THE MARTIAN : MATT DAMON MATE SON MONDE


The Martian poster

Seul Sur Mars mérite-t-il un article dithyrambique ? Ou aura-t-il plutôt une critique aussi peu élogieuse que celle de l’infâme Only God Forgives (que je n’ai jamais écrite car ça sous-entendrait revoir ce film et ça, c’est juste impossible) ? Réponse, garantie sans spoiler, tout de suite.


The Martian groupe

Seul Sur Mars est l’histoire (vraie ?) d’un mec laissé pour mort sur Mars, qui va devoir se débrouiller seul en espérant qu’on vienne le chercher (le titre français est donc beaucoup plus explicite que le titre original, sûrement car tout le monde nous prend pour des gros cons, et que si on allait voir un film intitulé The Martian on s’attendrait tous à voir des petits hommes verts). Ses copains sont partis sans lui et comme il se trouve à des millions de kilomètres, ils peuvent pas juste faire demi-tour comme quand on oublie son téléphone à l’appart et qu’on s’en rend compte une fois en bas des escaliers. Je ne raconterai rien de plus.

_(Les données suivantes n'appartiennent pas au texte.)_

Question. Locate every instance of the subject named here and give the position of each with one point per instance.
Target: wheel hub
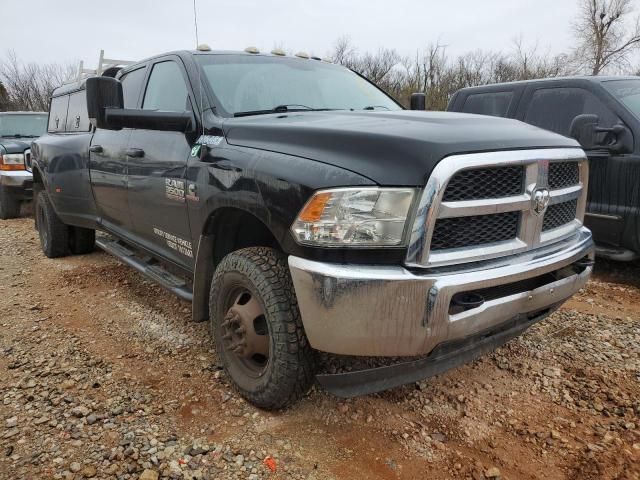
(245, 333)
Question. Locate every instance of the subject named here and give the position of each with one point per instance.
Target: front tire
(257, 328)
(9, 204)
(54, 235)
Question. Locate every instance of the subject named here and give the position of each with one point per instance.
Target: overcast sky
(73, 30)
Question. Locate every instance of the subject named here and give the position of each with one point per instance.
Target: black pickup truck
(603, 114)
(301, 209)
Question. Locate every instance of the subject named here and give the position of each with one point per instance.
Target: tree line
(606, 37)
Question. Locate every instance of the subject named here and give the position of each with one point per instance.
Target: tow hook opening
(465, 301)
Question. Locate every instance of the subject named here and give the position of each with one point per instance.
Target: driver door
(157, 164)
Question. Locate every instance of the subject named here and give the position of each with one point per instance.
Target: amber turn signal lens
(11, 167)
(313, 210)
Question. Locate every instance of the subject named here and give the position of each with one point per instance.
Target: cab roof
(576, 78)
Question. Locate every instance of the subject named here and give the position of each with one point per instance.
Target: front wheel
(257, 328)
(9, 204)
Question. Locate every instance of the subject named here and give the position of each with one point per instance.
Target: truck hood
(12, 145)
(391, 148)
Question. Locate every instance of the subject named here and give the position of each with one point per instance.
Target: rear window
(77, 116)
(58, 113)
(555, 108)
(492, 103)
(131, 87)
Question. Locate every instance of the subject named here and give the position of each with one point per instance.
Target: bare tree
(603, 41)
(29, 86)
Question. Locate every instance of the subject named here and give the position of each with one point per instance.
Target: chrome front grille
(482, 183)
(487, 205)
(475, 230)
(563, 174)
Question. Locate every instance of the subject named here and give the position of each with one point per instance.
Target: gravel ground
(102, 375)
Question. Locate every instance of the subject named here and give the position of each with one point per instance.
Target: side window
(491, 103)
(166, 89)
(131, 87)
(77, 116)
(58, 113)
(555, 108)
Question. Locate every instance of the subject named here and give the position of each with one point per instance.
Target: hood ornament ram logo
(540, 200)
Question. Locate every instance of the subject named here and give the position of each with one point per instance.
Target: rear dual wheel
(257, 328)
(9, 204)
(56, 238)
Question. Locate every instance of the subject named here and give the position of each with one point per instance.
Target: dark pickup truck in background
(299, 208)
(17, 131)
(603, 113)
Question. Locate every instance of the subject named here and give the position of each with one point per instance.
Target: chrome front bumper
(16, 179)
(391, 311)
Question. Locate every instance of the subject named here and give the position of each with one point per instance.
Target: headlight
(354, 217)
(12, 161)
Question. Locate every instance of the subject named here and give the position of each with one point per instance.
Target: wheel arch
(226, 229)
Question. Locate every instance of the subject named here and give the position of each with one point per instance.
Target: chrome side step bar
(147, 267)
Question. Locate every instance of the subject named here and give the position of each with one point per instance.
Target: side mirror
(617, 139)
(102, 93)
(583, 129)
(418, 101)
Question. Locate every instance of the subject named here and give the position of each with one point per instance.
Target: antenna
(195, 24)
(195, 21)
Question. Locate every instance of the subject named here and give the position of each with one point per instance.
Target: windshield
(16, 125)
(243, 83)
(627, 91)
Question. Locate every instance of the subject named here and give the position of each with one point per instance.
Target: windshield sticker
(211, 140)
(174, 189)
(178, 244)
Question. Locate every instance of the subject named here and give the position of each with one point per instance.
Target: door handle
(135, 152)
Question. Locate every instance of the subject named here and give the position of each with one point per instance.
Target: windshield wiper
(292, 107)
(373, 107)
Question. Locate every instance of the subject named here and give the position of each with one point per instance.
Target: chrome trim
(391, 311)
(27, 159)
(536, 164)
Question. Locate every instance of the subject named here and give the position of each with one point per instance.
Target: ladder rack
(104, 64)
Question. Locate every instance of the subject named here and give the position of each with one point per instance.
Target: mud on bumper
(391, 311)
(20, 183)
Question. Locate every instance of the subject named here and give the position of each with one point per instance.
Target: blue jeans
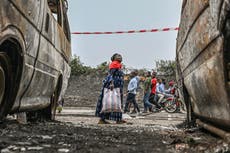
(147, 104)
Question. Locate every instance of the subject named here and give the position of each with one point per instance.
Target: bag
(111, 101)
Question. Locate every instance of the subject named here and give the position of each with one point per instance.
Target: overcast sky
(139, 50)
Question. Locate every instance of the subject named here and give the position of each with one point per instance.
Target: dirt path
(76, 130)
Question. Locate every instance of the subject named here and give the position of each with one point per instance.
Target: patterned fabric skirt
(116, 116)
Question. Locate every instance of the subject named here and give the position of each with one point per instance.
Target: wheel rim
(2, 84)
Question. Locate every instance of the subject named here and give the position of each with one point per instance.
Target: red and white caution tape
(131, 31)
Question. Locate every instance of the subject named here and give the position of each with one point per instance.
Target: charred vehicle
(34, 55)
(203, 60)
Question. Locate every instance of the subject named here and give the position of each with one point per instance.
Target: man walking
(147, 91)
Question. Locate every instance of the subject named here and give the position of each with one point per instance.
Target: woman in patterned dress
(115, 78)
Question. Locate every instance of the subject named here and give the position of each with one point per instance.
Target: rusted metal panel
(46, 50)
(190, 12)
(202, 48)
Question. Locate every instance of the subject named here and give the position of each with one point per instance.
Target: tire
(190, 115)
(170, 106)
(5, 85)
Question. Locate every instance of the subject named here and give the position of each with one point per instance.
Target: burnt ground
(76, 130)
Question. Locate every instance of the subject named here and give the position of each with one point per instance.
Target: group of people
(110, 102)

Concernant le casting, on a un Matt Damon plutôt cool. Mais il y a surtout une palanquée de seconds rôles inutiles joués par des acteurs à forte notoriété mais dont les capacités sont sous-exploités. Michael Peña bien sûr, le traditionnel mexicain rigolo qu’on voit que trois fois dans tous ses films. Ensuite, ils se sont dit qu’il leur fallait un mec pour jouer le président de la NASA qui fait des déclarations publics aux journalistes. Donc ils ont pris Jeff Daniels, après tout il a l’habitude de parler aux caméras dans The Newsroom. Mais qu’est-ce que vient foutre Donald Glover aka Childish Gambino ici ? Mon hypothèse : Troy étant jaloux du rôle d’Abed dans Captain America 2, il a voulu lui aussi participer à une grosse production pour prouver qu’il n’est pas qu’un personnage de Community (et un rappeur moyen, oups désolé). On se demande aussi qu’est-ce Boromir branle dans ce film, puis on a la réponse. Du fan service, certes, mais de qualité.

The Martian beuh

Sorte de Robinson Crusoé sur Mars, le film a parfois des airs de reportage sur la survie en milieu hostile façon Man Vs Wild. Chose que j’ai adoré, étant moi-même un grand amateur de Minecraft. Malheureusement, dès qu’on bascule sur ce qui se passe sur Terre, c’est de suite beaucoup plus du déjà-vu. Puis le principal défaut du film, c’est qu’on n’a pas le temps d’angoisser sur un problème qu’il est déjà résolu. L’instinct de survie est supposé être mis en avant, en nous montrant tout ce qu’un homme est prêt à endurer pour ne pas mourir, mais ça reste très léger, 127 Heures fait bien mieux avec beaucoup moins. Puis tout va un peu trop vite, et c’est un peu trop facile. Et le héros ne donne pas l’impression de perdre la boule, ce qui devrait pourtant lui arriver à force d’être tout seul (Tom Hanks et Will Smith le savent bien). Heureusement qu’il y a pas mal d’humour pour faire passer tout ça.

The Martian Rover

Alors j’avais envie de vendre du rêve en disant à quel point ce film est génial, ou de le démonter outrageusement pour faire rire la collégienne de 16 ans, mais je ne peux faire aucun des deux. C’est un bon divertissement, sans être non plus magnifique. En découvrant le synopsis, j’ai de suite imaginé à quel point on pourrait aller loin. Mais le film a choisi un scénario simple et court. J’aurais, sans prétention, certainement fait mieux (je parle juste de pondre une histoire plus palpitante, pas de réaliser un film de 108 millions de dollars). C’est ce qui m’a surpris venant de Ridley Scott, car le mec a quand même fait Alien, Gladiator, Hannibal, American Gangster, Prometheus… Enfin c’est pas grave, Alien Paradise Lost (Prometheus 2) sera certainement plus marquant.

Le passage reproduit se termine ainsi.